Beaucoup sont enragés par l’envie d’en finir avec le pouvoir, y compris par la guerre et le repli identitaire est un indicateur des facteurs de dissension nationale, à suivre, si le leadership qui vient n’est pas éclairé. Donc, au Gabon, tous ne désirent pas la paix. On ne mange pas la paix et la paix ne donne pas du boulot ! D’ailleurs, des Chrétiens disent qu’il y a une paix qui est mauvaise, autrement le Seigneur n’aurait pas dit:  » je ne suis pas venu apporter la paix  » (Mt 10, 34).

Les gens veulent la concorde parce qu’elle signifie « le bien pour tous » avec la même valeur. Le fait de désirer quelque chose implique le désir d’entrer en sa possession et donc de voir disparaître tout ce qui pourrait y mettre obstacle : les mauvaises conditions d’existence et les inégalités entre une minorité de nantis et la majorité de miséreux qui vivent mal. Or l’obtention du bien désiré, la concorde ou le « bien pour tous », semble empêchée par un désir contraire venant soit d’une famille ou d’une oligarchie dirigée par une voyoucratie en cols blancs soit du pouvoir de Mr. Ali BONGO ONDIMBA.

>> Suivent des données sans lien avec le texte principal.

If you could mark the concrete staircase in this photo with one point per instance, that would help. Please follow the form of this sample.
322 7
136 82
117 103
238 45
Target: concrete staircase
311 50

Ce dernier et les siens se trompent lourdement en accusant les partisans du chaos au Gabon de dangereux citoyens qui seraient contre la paix. Considérant la hargne des opposants du FRONT au Gabon, les penseurs politiques savent que même ceux qui cherchent les guerres et les dissensions ne désirent en réalité que la paix, qu’ils estiment ne pas posséder, y compris ceux qui souhaitent les pires malheurs à Mr. Ali BONGO ONDIMBA et aux siens. C’est le pouvoir qui ne comprend rien à rien dans notre pays le Gabon.

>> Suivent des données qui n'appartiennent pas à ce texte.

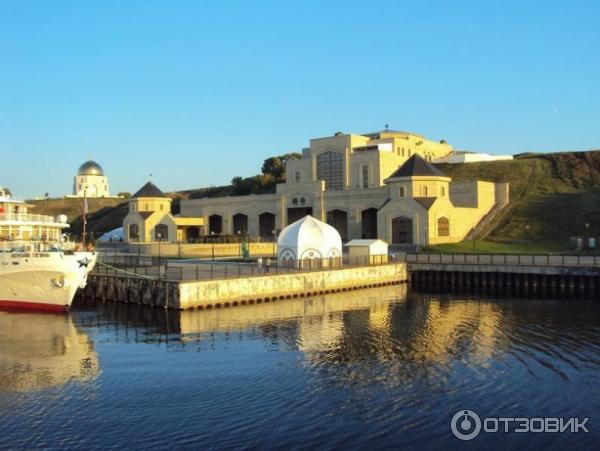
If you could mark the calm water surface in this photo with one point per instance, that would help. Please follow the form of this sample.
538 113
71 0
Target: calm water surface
366 369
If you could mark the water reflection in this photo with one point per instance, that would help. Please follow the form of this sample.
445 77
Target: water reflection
381 368
43 350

Comme nous venons de le dire, une entente forcée entre les Gabonais, c’est-à-dire, une entente conclue contre les préférences personnelles des gens n’est pas la paix. Malgré tout le cinéma fait à Rio, début avril 2015. Les partisans de l’insurrection au Gabon, cherchent à rompre la fausse concorde unilatérale, y compris en faisant la guerre même s’ils disent qu’ils n’ont jamais fait rentrer des armes dans le pays. Des ententes ou des concordes faussées, ne sont que des paix défectueuses aux yeux de ceux qui veulent en découdre. Ceux qui ont recours à la violence veulent aussi  parvenir à une paix où rien ne sera plus contraire à leur volonté. Voilà pourquoi tous ceux qui veulent le chaos n’ont d’autre but que d’arriver à une paix plus parfaite que celle qu’ils avaient auparavant. Il faut comprendre leurs motivations.

Deuxième conclusion

Dans un pays où des esprits les moins éclairés animent le débat au nom de la raison du plus fort ou du plus mauvais cœur, comme on l’a vu à Rio, ils ne sont pas nombreux à avoir compris qu’on peut posséder un vrai bien c’est-à-dire la stabilité en effet de deux façons : parfaitement ou imparfaitement. Il y a deux sortes de paix : une paix parfaite, qui consiste dans la compréhension intellectuelle et donc spirituelle des vérités premières qui président au « gouvernement » du monde, et c’est le rôle des forces intellectuelles, culturelles et morales d’un pays de la cultiver, d’une part ; et d’autre part,  une paix imparfaite, qui est celle que l’on possède au plan purement politique autrement dit matériel et qui n’est jamais permanente malheureusement, et c’est le rôle des forces sociopolitiques d’emmener toujours ce genre de paix précaire au juste point « zéro » de la balance de la vie … le point d’équilibre.

Bruno Ben MOUBAMBA   

"Nous disons que les populations ont trop enduré une vie qui ne vaut pas la peine. Il est temps de normaliser notre pays pour donner un sens aux souffrances de tous ceux qui ont trop souffert. Tel est le sens de notre engagement pour la paix et la dignité des gens".